Load Lab Configuration

Use whichever browser you prefer
Log in to the Client PC w/ username && Password
Click Advanced && Proceed to Log in to the Firewall web interface
In the dashboard Select the device option on the top far left
Select the Setup from the options on the far left
Select Operations next to Management
In the Configuration Management next to load
Select ( Load named configuration snapshot )
In Load window Configuration select pan-cf-lab-01.xml from the dropdown
Click OK && close the following window

- Click the Task Icon at the bottom right of Interface
- Verify the Load has successfully completed

- Commit the changes in the top-right of the Interface

- When the commit window pops up Click commit to proceed with the changes

- When the commit operation completes, click Close
tip

The commit process takes changes made to the Firewall and copies them to the running configuration, which will activate all configuration changes since the last commit.

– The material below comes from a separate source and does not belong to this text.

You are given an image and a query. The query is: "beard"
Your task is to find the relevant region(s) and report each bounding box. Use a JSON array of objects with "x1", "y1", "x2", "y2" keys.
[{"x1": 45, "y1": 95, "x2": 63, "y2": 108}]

Configure Ethernet Interfaces with Layer 3 Information

Select Xfce Terminal in the Taskbar
In the Terminal ping 192.168.1.1 -c 3 ( -c 3 for 3 request checking connectivity )
tip

notice the response: “Destination host unreachable.” This indicates that there is no network connectivity between the Client and the Firewall

  • Close the Terminal window by typing exit then press Enter.

  • In the Firewall Admin Page Select Network in the selections on top

  • Then Select Interfaces in the left side of page

  • Select Ethernet in the row of selections

  • Click on the interface ethernet1/2 from the list In the Ethernet Interface window

  • In the Interface dropdown select Layer3

  • In the Security Zone dropdown, select inside

tip

Layer 3 is selected so that the Firewall interface can be given an IP address, assigned a zone, and a virtual router.

  • In the Ethernet Interface window, click on the IPv4 tab

  • click on the Add button at the bottom-left.

  • Type 192.168.1.1/24 in the address field.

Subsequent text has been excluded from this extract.